Al segundo día de cuarentena, en las siete plantas de nuestro edificio comenzó lo que era de esperar: la bebida. Era una borrachera distinta a la de otras veces, grave y ahogada, «euroasiática y lúgubre», como le gustaba decir a Dalia Eipsteks. Se debía quizá a la falta de elemento femenino, cuya ausencia se dejaba sentir en todas partes, en torno a las mesas, en las voces, en las carcajadas y en las peleas. Sólo ahora que estaban ausentes por la cuarentena, se percibía que las mujeres habían actuado hasta entonces como un regulador permanente. Era su propia presencia la que purificaba la atmósfera, la que protegía del deterioro y la podredumbre. Ahora que ellas no estaban las palabras, los gestos, las canciones, todo se ensombrecía a gran velocidad. Hasta la sangre que brotaba de las narices golpeadas parecía diferente, más cuajada, más negra, sin aquel púrpura luminoso que, al parecer, sólo era capaz de proporcionarle la presencia turbadora de las mujeres.

Durante horas y horas bebían, murmuraban y se pegaban casi en silencio, a veces en grupos, otras aislados, en el fondo de los pasillos, a la luz de las bombillas de 40 vatios cuya iluminación empalidecía todavía más a causa de la capa de polvo.

Una noche, en uno de aquellos rincones oscuros me encontré frente a frente con Yuri Goncharov. Parecía apresado tras los cuadros de la tela de su traje, como en una red de odio.

– ¿Qué es lo que pretende hacer ese Enver Hoxha vuestro?- silbó entre dientes. -¿No pretenderá levantar la cabeza? Ja, ja, ja.

Me quedé helado. Era incapaz de concentrarme para responderle siquiera. Mi boca estaba abierta ante un vacío. La cólera me provocó dolor entre las costillas. Por fin, mis labios articularon mecánicamente una palabra, fuera del control de mi conciencia. Antes de haberla escuchado yo mismo, vi el reflejo de su efecto en la cara de él.

Donosçik.

Se estremeció. Una especie de risa envenenada, que en algunas personas es la expresión más extrema del sufrimiento, se dibujaba en su rostro. Se llevó la mano a la mandíbula inferior, sin duda para sujetarla pues, igual que yo, debía de tener enormes dificultades para hablar, y dijo:

– ¿Has visto alguna vez en la televisión las manos de Janos Kadar? ¿Eh? ¿Las has visto?

No respondí.

– Ja, ja, ja. Es digno de verse. ¿Te has fijado en sus dedos, sin uñas?

Continué guardando silencio. Su rostro odioso estaba pegado al mío.

– Pretendió arañar a Rusia con aquellas uñas, pero nosotros se las arrancamos, ¡trac! ¿Te enteras? Ja, ja, ja.

Dorian Gray, pensé. Rasga ese retrato a cuchilladas. Lo mismo que la primera vez, mi boca se abrió mecánicamente y pronunció la misma palabra:

Donosçik.

Él lanzó un gutural «uuuh», como si algo le perforara el estómago y un segundo después ni él ni yo estábamos ya allí.

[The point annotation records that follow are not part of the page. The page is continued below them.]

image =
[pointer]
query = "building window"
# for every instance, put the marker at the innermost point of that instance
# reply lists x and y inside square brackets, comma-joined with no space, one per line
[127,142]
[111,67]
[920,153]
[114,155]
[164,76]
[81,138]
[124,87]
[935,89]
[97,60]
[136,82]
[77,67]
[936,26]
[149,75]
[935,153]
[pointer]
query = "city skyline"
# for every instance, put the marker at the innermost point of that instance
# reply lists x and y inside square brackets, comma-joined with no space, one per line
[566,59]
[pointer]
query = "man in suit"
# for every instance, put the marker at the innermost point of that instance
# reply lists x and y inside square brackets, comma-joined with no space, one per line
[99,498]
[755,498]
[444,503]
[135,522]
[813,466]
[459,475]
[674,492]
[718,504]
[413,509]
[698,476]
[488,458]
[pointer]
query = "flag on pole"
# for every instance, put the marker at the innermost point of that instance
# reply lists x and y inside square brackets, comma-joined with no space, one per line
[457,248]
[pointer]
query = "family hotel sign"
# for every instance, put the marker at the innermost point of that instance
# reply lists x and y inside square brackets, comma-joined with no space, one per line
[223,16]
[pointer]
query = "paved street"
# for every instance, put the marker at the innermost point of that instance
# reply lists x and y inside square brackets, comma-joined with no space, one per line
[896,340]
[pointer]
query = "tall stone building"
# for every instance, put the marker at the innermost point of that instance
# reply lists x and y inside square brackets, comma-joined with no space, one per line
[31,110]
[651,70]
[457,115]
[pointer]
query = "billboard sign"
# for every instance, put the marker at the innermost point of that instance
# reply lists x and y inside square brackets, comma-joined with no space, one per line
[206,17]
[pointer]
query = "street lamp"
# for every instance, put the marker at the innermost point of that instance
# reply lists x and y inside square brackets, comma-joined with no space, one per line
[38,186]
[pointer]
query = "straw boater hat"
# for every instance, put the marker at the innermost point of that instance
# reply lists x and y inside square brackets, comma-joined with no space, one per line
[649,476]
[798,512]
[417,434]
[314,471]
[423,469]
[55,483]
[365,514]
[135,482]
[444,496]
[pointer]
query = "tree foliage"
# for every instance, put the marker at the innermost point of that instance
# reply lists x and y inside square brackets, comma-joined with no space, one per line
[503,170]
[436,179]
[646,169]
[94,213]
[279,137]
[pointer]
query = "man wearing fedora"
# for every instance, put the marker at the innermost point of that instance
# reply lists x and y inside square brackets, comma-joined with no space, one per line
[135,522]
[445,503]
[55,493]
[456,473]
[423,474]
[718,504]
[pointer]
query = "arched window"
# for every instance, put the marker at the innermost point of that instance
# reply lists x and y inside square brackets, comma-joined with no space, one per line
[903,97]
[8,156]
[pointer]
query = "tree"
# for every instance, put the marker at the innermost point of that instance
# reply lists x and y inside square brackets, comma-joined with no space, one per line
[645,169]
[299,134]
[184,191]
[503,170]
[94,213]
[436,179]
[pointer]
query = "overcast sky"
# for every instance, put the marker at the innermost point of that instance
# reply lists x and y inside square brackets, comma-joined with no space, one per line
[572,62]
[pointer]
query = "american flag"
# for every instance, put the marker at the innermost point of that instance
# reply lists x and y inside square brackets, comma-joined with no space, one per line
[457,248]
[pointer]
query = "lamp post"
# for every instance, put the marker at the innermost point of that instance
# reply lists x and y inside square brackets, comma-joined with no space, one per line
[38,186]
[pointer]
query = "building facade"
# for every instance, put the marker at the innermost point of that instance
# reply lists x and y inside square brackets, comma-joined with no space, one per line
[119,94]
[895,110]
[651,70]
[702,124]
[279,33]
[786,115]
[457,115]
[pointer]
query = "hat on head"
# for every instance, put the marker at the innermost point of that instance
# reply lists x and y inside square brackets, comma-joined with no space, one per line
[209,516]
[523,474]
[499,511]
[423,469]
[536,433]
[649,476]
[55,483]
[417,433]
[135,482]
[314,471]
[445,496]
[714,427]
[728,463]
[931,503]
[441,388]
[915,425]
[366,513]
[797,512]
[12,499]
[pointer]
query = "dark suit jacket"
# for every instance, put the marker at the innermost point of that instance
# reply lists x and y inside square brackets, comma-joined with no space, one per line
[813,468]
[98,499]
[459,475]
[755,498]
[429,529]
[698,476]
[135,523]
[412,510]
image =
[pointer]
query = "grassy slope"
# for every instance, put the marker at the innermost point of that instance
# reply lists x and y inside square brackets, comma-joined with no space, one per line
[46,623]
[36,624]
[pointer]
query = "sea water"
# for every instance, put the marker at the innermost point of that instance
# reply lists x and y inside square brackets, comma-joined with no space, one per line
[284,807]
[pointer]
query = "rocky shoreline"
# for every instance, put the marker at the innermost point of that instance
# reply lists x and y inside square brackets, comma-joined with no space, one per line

Proseguía la borrachera: las tardes transcurrían cargadas de olor a salami, vodka y tabaco malo. Por los pasillos no se oían más que gemidos. Una y otra vez se escuchaba un extraño y pausado redoble de tambor: era la cabeza de Abdulahanov golpeando contra la pared.

El cielo estaba encapotado… Ya ni siquiera nevaba. Parecía que tendríamos que conformarnos eternamente con la nieve vieja que se amontonaba al borde de las aceras.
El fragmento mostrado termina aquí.